Best practice insights
Through the ongoing implementation of its BPM work program as part of its global Enterprise Transformation initiative, IBM has demonstrated a number of best practice insights that you should think about in the context of your own implementation.
Firstly, when setting out to start up an initiative on an enterprise-wide scale, strong sponsorship of the initiative from the very top of your organisation is not optional. What’s more, though, that sponsorship has to be unwavering and unequivocal. A public commitment to a very specific, measurable objective – in IBM’s case it’s to return $8bn in productivity improvements by 2015 – is a very good way to “hold everyone’s feet to the fire”. In the context of a public commitment like this, there can be no doubt in anyone’s mind that the most senior leadership tier within IBM is absolutely behind this initiative.
Secondly, when managing a program like this, it’s crucial to set up structures that have clear responsibility and authority to help identify, sign off, prioritise, co-ordinate and measure many dozens of projects using a transparent and consistent set of policies and procedures.

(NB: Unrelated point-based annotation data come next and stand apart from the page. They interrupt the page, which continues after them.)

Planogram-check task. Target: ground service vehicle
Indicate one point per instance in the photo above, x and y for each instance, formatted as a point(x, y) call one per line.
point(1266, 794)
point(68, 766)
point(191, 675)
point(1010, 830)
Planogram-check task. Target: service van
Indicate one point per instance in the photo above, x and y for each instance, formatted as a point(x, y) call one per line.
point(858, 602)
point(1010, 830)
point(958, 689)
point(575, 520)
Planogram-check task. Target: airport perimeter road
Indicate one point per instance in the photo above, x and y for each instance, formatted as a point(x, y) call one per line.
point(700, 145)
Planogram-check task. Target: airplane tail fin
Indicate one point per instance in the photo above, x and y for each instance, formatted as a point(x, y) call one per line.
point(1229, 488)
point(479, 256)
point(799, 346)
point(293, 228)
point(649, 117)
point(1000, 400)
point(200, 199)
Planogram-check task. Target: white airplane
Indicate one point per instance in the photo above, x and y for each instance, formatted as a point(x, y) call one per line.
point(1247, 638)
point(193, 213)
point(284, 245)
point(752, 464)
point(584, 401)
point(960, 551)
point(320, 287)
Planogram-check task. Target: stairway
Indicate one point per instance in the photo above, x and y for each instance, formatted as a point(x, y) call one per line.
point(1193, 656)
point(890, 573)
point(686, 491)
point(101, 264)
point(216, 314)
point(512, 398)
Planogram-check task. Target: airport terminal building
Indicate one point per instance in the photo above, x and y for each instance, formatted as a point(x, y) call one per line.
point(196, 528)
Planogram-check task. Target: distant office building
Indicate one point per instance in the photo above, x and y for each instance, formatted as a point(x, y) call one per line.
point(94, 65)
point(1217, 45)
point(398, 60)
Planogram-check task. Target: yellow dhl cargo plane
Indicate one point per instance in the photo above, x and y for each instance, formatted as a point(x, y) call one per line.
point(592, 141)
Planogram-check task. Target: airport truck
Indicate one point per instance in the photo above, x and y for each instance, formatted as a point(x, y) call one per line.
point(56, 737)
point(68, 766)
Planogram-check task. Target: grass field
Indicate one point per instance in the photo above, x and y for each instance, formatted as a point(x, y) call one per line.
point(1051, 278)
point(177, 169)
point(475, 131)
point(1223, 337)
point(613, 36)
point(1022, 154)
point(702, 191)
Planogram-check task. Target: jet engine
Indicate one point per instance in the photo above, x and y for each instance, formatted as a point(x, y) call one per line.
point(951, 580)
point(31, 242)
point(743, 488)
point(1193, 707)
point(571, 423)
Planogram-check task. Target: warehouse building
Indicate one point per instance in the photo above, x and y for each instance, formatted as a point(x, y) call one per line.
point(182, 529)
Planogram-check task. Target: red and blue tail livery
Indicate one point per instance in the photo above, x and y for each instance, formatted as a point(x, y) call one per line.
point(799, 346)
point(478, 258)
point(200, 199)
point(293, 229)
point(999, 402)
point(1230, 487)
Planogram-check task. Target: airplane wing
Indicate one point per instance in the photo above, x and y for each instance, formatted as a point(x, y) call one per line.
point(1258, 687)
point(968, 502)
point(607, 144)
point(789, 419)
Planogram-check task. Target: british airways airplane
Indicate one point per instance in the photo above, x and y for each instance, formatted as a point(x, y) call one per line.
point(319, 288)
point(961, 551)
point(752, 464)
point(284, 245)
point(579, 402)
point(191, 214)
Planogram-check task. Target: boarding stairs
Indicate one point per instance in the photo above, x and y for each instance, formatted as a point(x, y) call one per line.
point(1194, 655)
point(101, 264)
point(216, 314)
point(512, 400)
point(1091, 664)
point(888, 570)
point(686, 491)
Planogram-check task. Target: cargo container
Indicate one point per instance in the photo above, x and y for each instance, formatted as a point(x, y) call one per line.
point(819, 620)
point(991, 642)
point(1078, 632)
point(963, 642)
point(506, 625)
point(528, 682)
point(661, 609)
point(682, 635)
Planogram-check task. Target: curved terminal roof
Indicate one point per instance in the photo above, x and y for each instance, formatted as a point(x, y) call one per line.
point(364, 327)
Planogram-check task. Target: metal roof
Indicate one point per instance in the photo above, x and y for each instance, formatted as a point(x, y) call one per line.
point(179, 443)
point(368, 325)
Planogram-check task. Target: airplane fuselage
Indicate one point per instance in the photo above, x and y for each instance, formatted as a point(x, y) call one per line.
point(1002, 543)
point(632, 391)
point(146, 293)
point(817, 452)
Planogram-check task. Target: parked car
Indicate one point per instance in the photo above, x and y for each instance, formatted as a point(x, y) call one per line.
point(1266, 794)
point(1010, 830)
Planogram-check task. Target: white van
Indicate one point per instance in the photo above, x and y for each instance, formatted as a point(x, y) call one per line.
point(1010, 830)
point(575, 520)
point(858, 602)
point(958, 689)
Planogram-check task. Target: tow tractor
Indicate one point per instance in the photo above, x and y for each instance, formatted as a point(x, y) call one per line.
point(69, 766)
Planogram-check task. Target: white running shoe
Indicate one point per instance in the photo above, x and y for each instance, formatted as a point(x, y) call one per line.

In IBM’s case its governance framework brings together specialist teams responsible for portfolio management with subject-matter expertise groups focused on process improvement, technology implementation and organisational change management. This approach is vital to creating and sustaining an integrated, inclusive approach to process improvement that avoids organisational or skill-based silos.
Thirdly, work to create a clear, simple target for the kind of improvement you want that aligns with your top-level strategy and objectives. This simple target should, as far as possible, be applicable universally as a measurement test and as a motivator to project teams. In IBM’s case it has created and communicated the concept of “radical simplification” – defined as process change that delivers at least a 50% improvement regarding one or more of the following outcomes: elapsed cycle time, costs per transaction, and process handoffs.